Machine learning approaches as tools to accelerate drug discovery

Posted: 12 December 2017 | , | No comments yet

Computational methods based on machine learning approaches are being introduced increasingly widely to screen the large number of molecules that have never participated in the drug discovery process, but which might have significant drug development potential. This article considers the latest advances in machine learning as applied to drug discovery…

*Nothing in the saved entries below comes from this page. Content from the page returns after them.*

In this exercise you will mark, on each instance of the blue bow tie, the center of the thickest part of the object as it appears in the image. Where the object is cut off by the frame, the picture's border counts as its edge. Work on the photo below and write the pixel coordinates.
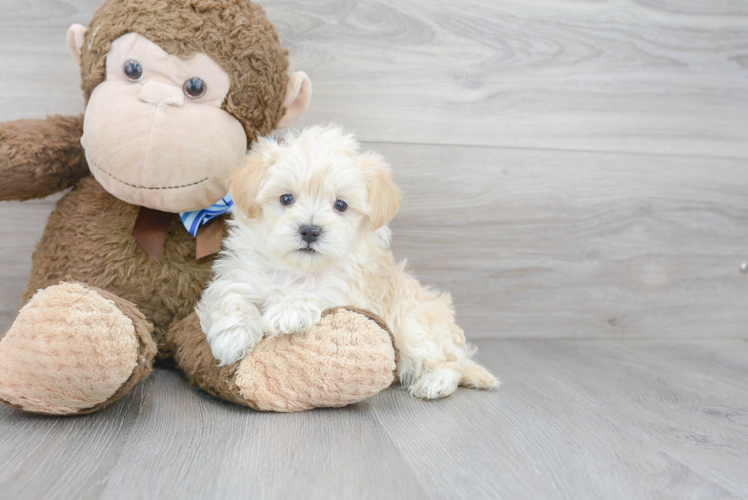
(193, 220)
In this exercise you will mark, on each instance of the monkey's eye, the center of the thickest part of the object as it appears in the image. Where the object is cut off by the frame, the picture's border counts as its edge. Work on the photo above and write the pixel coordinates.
(133, 70)
(194, 88)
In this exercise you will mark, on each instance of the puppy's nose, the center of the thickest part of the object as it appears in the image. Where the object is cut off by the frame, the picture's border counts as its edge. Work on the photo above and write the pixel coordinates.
(310, 233)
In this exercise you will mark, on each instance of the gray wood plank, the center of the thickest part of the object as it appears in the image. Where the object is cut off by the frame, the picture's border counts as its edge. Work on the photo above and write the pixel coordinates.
(169, 440)
(576, 419)
(63, 458)
(562, 244)
(655, 76)
(211, 449)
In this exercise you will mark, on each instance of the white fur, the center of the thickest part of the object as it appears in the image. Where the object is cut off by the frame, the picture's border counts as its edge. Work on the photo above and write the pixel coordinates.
(264, 283)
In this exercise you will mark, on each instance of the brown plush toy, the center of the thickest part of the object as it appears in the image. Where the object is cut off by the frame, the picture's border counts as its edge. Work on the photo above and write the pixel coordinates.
(175, 92)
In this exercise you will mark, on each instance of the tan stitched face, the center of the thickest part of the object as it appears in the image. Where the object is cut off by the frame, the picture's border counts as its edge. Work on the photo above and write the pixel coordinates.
(151, 144)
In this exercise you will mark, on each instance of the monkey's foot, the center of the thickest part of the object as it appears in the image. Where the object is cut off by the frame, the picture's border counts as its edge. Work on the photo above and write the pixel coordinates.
(349, 356)
(74, 349)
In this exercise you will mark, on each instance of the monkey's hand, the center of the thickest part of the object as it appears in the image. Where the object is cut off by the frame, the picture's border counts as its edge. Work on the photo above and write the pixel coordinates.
(40, 157)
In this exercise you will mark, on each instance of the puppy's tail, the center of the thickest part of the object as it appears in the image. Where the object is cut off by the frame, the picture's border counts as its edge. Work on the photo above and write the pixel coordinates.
(475, 376)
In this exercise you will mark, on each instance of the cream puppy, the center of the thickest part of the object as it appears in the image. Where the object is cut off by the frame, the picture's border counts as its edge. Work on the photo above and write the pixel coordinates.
(310, 232)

Machine learning - image of computer circuits in a head

THE process of drug development is time consuming and costly. Several years are required for lead identification, optimisation, in vitro and in vivo testing, before the first clinical trials begin. The cost of developing a prescription drug that gains market approval, accounting for the very high failure rate, exceeds $2.5bn.1 Different approaches have been developed in recent years to accelerate and improve the success rate of the early drug discovery process, including high-throughput screening technology,2 3D culture screening,3 tissue printing4 and organs-on-chips technology.5 A significant advancement in the process of screening was introduced over a decade ago with quantitative high-throughput screening (qHTS),6 which allows the efficient identification of biological activities in chemical libraries by testing each library compound in a dose-response format. It was shown that qHTS can be successfully applied to finding new inhibitors for druggable7 and undruggable8 targets, epigenetics modulators,9 de-orphanisation of GPCR receptors,10 characterisation of cytochrome P450 isozyme selectivity across chemical libraries,11 and profiling of environmental chemicals’ potential to disrupt processes in the human body that may lead to negative health effects.12 qHTS can be used to screen large chemical libraries,13 producing high-quality chemical genomic data sets, which can be made publicly available through sites such as PubChem.

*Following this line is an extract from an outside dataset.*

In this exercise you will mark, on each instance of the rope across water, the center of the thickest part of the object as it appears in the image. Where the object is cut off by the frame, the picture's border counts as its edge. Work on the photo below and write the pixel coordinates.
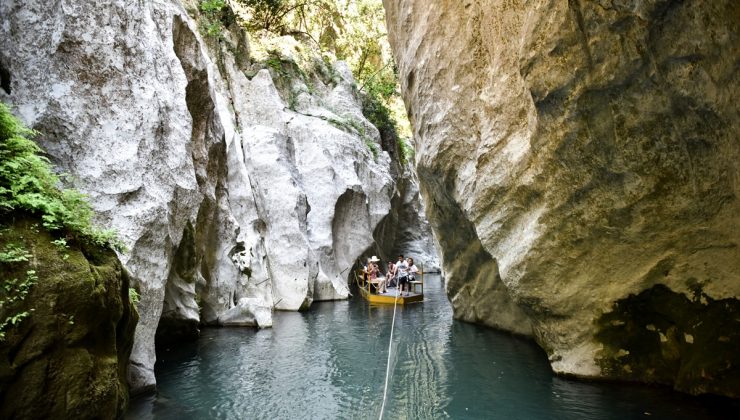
(388, 363)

However, despite the high-throughput capacity made available by modern technologies such as assay miniaturisation and screening robotics, the number of compounds which can be screened using qHTS or traditional single-concentration screening is still limited by reagents and labour costs, especially as screening assays evolve into more complex model systems and physical formats. Thus, these limitations restrict the chemical space of screening compounds and might be the reason for failures to develop new chemical probes or hit compounds.

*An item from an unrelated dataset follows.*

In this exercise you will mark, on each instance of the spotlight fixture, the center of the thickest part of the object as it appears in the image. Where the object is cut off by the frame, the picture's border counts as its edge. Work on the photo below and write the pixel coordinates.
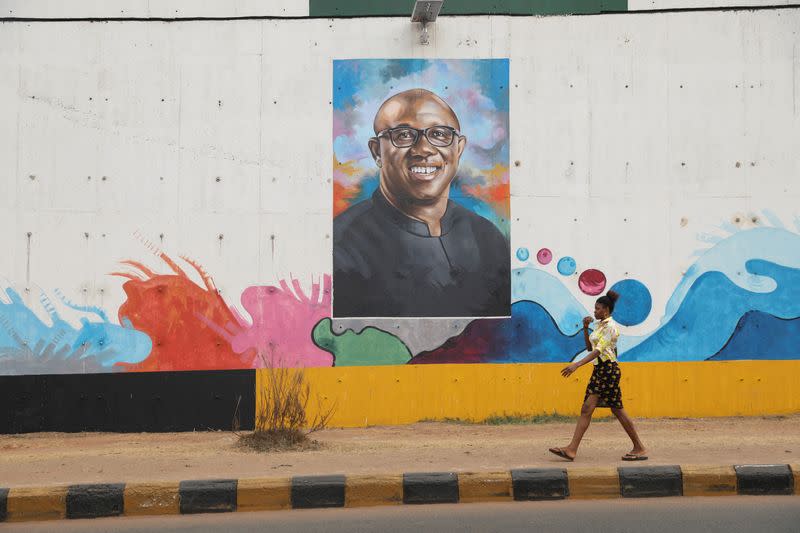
(426, 11)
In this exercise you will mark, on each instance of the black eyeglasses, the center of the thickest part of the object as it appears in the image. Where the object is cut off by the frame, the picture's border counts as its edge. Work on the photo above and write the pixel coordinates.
(404, 137)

Indeed, the industry and other organisations typically screen chemical libraries which consist of between half a million and a million compounds. However, the number of commercially available compounds currently exceeds 85 million.14 It has also been estimated that the possible chemical space for small molecules consisting of 30 or fewer heavy atoms exceeds 1060 molecules.15 Therefore, an exceedingly large number of molecules have never participated in the drug discovery process, but might have significant drug development potential.

Quantitative structure-activity relationship (QSAR)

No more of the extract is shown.